In the study, 452 patients with newly diagnosed stage IIIb/IV or recurrent NSCLC with EGFR mutations were randomly assigned to dacomitinib 45 mg or gefitinib 250 mg. Patients had to be naive of treatment with prior TKIs or immunotherapy. The primary endpoint was progression-free survival by blinded independent review.

Patients assigned to dacomitinib had a 41% decreased risk for cancer progression or death compared with those patients assigned to gefitinib (hazard ratio [HR], 0.59; 95% CI, 0.47–0.74; P = .0001). The median progression-free survival was 14.7 months with dacomitinib compared with 9.2 months with gefitinib. The progression-free survival rate at 2 years was 30.6% for dacomitinib compared with 9.6% with gefitinib.

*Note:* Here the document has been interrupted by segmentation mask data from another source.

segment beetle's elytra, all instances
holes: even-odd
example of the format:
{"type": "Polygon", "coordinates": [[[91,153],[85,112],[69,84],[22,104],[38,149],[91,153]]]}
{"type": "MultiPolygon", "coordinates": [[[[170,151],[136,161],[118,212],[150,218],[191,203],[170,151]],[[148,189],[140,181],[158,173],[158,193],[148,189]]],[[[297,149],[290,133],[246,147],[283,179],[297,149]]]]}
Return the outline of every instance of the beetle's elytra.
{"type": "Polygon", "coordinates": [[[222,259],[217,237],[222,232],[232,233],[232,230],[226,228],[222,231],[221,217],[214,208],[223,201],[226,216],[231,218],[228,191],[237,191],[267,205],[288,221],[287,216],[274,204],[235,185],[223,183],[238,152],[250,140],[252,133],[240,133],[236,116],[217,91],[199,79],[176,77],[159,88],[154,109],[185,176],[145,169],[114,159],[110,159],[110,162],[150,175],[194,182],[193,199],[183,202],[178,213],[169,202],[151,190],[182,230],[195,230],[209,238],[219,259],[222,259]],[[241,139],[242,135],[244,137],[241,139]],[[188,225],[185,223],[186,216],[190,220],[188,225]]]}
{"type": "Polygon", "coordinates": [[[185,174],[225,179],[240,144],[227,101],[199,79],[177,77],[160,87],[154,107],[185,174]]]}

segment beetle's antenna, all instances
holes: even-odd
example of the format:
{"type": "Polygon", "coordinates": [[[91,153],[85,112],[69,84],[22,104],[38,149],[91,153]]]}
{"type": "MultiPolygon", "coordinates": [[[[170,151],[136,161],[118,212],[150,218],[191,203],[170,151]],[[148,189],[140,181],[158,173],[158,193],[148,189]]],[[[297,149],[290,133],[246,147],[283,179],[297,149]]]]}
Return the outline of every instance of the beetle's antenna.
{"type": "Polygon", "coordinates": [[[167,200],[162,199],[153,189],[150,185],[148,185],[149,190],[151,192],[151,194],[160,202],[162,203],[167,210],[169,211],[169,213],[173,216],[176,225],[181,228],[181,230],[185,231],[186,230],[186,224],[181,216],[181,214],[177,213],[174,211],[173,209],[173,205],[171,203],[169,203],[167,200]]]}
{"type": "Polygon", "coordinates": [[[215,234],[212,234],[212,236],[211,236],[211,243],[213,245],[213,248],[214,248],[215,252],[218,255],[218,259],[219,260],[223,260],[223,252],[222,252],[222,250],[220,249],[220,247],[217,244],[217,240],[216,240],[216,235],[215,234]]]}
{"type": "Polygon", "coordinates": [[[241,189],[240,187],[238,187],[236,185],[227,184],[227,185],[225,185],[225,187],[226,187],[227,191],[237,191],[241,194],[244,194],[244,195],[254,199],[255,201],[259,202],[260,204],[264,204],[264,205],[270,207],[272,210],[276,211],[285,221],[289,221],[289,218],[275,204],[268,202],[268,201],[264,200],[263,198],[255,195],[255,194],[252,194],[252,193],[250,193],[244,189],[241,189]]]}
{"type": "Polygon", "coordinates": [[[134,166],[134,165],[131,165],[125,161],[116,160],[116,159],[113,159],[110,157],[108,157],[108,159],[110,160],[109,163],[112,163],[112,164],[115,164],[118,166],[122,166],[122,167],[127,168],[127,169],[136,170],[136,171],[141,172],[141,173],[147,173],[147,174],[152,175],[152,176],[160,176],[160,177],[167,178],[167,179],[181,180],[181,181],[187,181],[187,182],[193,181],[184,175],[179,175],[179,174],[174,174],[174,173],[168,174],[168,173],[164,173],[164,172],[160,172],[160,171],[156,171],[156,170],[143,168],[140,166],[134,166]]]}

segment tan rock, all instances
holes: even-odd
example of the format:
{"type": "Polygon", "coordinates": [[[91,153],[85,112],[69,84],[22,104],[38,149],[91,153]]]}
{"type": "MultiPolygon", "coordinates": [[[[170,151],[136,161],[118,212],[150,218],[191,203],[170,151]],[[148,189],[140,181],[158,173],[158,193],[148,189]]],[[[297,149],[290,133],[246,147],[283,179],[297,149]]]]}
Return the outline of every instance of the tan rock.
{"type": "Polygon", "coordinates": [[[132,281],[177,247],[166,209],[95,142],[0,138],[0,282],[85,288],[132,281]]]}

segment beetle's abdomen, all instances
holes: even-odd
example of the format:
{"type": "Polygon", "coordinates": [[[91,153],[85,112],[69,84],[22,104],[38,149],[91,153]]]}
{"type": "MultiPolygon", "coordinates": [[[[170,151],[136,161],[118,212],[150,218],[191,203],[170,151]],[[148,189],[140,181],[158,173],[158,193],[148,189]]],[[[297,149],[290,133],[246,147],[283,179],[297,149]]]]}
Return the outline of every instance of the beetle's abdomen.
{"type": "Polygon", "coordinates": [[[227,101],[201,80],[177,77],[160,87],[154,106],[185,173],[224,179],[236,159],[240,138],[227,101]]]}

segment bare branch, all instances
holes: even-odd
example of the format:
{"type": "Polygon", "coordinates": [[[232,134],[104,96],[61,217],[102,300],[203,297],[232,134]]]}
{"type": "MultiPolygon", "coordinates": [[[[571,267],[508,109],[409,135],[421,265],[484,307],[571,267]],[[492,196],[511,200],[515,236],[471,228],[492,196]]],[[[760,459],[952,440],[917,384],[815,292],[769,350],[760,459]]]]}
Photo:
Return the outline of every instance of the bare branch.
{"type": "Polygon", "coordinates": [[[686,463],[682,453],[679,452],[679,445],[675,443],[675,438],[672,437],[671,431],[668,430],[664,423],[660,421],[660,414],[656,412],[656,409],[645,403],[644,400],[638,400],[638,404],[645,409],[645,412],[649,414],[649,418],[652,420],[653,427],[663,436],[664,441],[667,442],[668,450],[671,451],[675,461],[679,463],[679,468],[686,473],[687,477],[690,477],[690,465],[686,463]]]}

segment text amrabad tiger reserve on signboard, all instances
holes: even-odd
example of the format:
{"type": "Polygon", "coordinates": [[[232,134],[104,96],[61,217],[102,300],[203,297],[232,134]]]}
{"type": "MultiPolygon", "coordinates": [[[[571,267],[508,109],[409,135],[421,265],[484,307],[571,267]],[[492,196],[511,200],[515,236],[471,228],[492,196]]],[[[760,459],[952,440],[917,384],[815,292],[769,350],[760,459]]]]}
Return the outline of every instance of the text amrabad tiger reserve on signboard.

Mok noted that the response rate was similar for the two drugs-at about 75% for dacomitinib and 72% for gefitinib-but that the depth of response was higher with dacomitinib, which implies that “it is a more potent inhibitor of EGFR.” The median duration of response was 14.8 months for dacomitinib compared with 8.3 months for gefitinib (P < .0001). Overall survival data are not yet mature.

The most common severe (grade 3) side effects of dacomitinib were acne (14%) and diarrhea (8%). Liver enzyme abnormalities were the most common severe (grade 3) side effect of gefitinib (8%).

Mok noted that 66.1% of patients assigned dacomitinib required a dose reduction compared with only 8.0% of patients assigned gefitinib. The first dose reduction of dacomitinib was to 30 mg per day and the second dose reduction was to 15 mg per day. The median time to dose reduction for dacomitinib was 2.8 months compared with 3.3 months for gefitinib, but the median duration of dose reduction was 11.3 months for dacomitinib compared with 5.2 months for gefitinib.

Commenting on the study, ASCO Expert John Heymach, MD, PhD, of the University of Texas MD Anderson Cancer Center, said that from the perspective of doctors who treat lung cancer, the results of this trial are a substantial advance.

“More than 5 months’ increase in progression-free survival…this would clearly put [dacomitinib] at the front of the pack in terms of efficacy,” Heymach said. “This does come with the cost of toxicity and 68% of patients had a dose reduction, but I would emphasize that these are not life-threatening toxicities.”

Heymach said that if the drug is approved in the United States, patients and physicians must discuss the balance of toxicities and efficacy when deciding on the use of this drug.